Your reputation, it spreadeth…
Thats how Wilford Brimley ate his. Just sayin.
Good to know.
Good to know dad’s not gay either.
they’re just licking cream off each other. good clean fun.
Ernst Röhm’s last fatal, telling, mistake!
(Few people know that the Nacht-der Langen Messer (Night of the Long Knives) was originally the Nacht der Langen Messer, der Gabeln, und der Löffel (Night of the Long Knives, the Forks, and the Spoons). Which even the Germans thought was just too fucking long to say.)
CMC
You’ve misspelled a word in about half of your posts and I was having a little fun with you but since you brought it up… Are saying you can’t spell because you are only 15?
No, he’s misspelling words because his hands are full of cultery. I get totally an Edward Scissorhands vibe here.
You got to watch those cults.
Which is why I didn’t get into MIT.
No it is because I was on a phone. Nowadays, usually I don’t make mistakes like those, but in this thread I for a little careless since I was sometimes on my phone in a hurry.
Are you in a hurry now?
You know you’re lucky mayhem on a sentence isn’t a felony.
Just to let you know how most adults read that sentiment: “I didn’t make mistakes because I’m stupid. I made mistakes because I didn’t supply any effort! So quit criticizing me!”
Solution: Just fucking pay attention to what you’re doing.
That’s not really fair. I’m a professional writer and editor and a stickler for spelling but autocorrect on my phone trips me up all the time.

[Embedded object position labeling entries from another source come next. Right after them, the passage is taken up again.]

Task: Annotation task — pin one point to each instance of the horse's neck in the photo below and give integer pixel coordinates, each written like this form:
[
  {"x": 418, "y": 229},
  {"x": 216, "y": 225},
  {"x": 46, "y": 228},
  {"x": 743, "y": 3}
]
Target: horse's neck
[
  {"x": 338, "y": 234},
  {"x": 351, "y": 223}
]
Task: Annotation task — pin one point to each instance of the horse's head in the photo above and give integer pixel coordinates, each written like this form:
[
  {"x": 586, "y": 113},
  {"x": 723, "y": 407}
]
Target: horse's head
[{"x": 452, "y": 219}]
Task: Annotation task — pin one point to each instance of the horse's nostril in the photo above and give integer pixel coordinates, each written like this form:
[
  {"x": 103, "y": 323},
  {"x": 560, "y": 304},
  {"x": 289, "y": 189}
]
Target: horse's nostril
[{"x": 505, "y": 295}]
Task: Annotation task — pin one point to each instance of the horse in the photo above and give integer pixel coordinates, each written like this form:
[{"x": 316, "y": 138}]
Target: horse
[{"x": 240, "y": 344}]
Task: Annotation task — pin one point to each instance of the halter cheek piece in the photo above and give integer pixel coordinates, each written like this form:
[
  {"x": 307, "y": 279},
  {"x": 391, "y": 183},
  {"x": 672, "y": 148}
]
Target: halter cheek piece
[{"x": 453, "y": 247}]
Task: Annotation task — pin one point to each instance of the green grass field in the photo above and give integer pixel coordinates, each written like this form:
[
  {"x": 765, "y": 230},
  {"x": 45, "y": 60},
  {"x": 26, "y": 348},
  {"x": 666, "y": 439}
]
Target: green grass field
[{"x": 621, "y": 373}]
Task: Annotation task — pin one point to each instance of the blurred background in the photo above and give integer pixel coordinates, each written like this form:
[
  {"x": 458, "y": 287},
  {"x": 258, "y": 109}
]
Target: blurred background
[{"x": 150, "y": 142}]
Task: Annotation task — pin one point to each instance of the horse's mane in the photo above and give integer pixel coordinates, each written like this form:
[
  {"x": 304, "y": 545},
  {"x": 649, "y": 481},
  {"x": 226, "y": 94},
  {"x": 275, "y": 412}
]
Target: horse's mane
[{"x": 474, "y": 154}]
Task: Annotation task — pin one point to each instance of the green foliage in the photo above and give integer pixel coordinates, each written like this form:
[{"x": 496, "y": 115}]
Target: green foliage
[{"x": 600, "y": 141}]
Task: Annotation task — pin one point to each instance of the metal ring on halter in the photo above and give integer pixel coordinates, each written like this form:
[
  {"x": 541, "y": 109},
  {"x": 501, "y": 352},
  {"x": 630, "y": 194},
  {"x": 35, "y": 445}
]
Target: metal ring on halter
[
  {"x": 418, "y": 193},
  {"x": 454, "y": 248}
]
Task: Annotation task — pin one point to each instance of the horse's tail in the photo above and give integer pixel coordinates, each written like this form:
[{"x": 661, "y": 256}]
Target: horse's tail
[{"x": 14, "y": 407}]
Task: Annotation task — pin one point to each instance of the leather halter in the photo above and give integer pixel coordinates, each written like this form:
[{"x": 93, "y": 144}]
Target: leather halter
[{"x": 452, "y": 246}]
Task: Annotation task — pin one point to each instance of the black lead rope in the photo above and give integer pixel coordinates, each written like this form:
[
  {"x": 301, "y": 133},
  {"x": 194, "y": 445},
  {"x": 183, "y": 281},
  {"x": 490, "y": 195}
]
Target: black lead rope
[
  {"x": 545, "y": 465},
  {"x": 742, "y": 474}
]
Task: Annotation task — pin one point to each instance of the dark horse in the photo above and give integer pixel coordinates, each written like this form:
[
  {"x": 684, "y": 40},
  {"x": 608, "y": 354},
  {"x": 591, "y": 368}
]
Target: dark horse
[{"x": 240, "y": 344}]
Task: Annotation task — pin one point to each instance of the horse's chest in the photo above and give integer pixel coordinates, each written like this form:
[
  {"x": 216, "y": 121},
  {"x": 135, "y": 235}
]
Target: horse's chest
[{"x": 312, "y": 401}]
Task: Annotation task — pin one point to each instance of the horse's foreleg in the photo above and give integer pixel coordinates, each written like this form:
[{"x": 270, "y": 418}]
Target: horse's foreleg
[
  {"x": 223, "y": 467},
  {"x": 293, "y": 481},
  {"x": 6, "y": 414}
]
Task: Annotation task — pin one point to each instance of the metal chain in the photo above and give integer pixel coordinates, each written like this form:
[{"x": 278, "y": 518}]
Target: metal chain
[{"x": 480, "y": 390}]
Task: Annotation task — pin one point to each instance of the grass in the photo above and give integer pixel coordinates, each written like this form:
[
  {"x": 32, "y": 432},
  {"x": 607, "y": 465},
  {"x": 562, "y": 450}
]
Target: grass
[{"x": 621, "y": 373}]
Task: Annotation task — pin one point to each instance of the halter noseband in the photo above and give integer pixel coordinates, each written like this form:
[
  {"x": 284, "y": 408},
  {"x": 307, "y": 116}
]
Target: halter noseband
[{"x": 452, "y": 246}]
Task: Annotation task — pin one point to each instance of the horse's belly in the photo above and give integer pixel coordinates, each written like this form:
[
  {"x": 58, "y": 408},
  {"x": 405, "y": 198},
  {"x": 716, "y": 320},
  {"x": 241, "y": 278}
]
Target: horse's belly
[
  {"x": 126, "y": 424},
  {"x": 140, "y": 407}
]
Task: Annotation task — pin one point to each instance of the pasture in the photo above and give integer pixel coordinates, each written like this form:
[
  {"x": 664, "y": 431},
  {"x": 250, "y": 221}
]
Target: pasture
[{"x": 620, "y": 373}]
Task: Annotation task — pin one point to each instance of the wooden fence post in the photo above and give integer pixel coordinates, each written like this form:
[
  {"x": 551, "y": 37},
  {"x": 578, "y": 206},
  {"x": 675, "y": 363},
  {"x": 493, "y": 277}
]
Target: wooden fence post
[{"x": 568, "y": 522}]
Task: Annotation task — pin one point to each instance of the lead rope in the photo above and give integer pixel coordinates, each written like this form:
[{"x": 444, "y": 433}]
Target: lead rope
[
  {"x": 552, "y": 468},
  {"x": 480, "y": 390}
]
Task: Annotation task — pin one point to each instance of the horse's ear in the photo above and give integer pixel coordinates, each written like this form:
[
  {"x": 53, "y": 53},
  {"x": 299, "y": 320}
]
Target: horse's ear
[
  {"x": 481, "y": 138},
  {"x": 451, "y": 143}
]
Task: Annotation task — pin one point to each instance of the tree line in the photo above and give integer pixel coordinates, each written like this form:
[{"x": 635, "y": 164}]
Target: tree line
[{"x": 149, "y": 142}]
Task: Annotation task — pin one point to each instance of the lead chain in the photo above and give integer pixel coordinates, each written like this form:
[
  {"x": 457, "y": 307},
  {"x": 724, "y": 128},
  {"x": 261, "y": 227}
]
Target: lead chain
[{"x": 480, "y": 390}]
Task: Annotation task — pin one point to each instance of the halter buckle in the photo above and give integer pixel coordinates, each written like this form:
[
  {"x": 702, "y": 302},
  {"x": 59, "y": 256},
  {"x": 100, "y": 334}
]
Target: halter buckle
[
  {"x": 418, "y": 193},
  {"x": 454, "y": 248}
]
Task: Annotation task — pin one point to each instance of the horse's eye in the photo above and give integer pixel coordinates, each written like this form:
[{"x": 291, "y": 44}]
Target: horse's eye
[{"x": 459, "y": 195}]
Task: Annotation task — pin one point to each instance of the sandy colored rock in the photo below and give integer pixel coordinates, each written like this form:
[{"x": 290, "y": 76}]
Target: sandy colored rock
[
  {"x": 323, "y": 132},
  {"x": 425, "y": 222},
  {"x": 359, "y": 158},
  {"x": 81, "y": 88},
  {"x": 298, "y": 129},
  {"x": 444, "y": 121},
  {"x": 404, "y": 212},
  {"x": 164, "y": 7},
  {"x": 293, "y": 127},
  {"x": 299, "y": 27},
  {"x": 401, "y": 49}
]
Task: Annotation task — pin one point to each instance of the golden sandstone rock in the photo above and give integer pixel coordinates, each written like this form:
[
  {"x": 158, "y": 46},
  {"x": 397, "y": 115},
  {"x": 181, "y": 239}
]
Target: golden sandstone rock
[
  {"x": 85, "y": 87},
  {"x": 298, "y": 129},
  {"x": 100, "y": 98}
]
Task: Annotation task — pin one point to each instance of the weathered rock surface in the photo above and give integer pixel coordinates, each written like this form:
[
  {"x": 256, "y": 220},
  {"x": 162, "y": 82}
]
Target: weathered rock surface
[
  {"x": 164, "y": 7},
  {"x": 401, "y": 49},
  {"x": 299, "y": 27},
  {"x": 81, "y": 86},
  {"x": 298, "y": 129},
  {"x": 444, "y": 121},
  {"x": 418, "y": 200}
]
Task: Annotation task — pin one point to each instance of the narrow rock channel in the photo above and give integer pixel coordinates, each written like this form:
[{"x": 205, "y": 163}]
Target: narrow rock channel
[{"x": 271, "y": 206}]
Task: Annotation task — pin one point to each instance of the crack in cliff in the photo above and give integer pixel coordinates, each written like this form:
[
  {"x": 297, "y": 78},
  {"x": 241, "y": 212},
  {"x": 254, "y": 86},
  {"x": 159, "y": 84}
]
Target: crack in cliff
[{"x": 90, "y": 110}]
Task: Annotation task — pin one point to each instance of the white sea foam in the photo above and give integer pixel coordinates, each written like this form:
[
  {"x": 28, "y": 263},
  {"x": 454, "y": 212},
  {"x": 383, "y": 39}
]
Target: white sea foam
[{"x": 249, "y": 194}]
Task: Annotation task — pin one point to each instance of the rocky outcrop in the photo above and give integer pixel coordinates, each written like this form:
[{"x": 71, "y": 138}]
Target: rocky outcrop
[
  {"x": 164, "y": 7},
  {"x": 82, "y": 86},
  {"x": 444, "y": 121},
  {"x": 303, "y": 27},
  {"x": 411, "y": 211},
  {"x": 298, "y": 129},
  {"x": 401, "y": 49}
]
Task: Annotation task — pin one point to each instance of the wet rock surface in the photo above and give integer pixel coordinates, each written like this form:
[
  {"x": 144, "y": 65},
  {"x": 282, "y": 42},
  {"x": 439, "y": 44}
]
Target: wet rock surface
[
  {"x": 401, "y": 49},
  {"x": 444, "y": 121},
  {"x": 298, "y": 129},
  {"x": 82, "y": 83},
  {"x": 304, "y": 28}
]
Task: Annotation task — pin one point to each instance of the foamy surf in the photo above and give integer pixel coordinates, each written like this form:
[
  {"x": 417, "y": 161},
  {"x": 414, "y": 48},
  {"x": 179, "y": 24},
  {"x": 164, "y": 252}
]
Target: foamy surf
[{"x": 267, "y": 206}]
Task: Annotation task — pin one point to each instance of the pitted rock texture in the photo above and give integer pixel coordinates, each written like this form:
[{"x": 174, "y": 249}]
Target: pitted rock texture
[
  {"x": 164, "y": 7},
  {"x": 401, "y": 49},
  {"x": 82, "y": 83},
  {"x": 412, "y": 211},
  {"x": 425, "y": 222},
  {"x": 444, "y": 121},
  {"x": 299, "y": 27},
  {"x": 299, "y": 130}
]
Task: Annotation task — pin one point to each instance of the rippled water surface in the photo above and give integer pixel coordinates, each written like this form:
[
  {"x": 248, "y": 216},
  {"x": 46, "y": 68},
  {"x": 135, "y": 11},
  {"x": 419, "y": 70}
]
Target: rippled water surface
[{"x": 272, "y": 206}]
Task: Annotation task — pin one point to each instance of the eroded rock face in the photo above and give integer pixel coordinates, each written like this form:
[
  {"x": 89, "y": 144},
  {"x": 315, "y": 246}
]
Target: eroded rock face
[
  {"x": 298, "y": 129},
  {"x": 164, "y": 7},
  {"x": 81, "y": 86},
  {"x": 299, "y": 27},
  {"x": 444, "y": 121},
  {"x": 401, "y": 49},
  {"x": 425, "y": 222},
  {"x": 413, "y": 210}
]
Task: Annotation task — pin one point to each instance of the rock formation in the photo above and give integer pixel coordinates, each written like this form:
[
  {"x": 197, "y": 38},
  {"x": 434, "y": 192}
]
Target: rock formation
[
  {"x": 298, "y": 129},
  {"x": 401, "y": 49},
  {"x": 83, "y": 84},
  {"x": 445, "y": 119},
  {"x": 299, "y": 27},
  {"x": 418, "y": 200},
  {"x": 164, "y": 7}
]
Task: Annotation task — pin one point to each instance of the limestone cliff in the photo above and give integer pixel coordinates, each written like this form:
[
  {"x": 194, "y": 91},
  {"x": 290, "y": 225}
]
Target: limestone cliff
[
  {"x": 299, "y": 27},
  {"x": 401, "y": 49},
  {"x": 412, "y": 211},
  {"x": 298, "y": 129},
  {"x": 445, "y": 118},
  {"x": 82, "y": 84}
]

Alright alright. Fine, I will pay more attention to what I am doing when I am on mobile devices. It is just that sometimes I am in a rush to get things done, so I guess I just won’t post until I get a better time where I can pay attention to what I am writing.
Apply that to EVERYTHING you do. Half-assing things is a bad way to go through life. The fact you don’t understand that reflects poorly on you.
With all due respect did you read post #190? My own posts will probably show examples of my phone autocorrecting me but it never rearranges the word order or types grammatical gibberish.
Eating pizza with a fork and knife doesn’t make you gay. Just a pussy, is all.
Yes, full-assing everything you do REALLY is the way to go. You’ll be amazed at how much free time you have and how rarely people ask you to do things for them.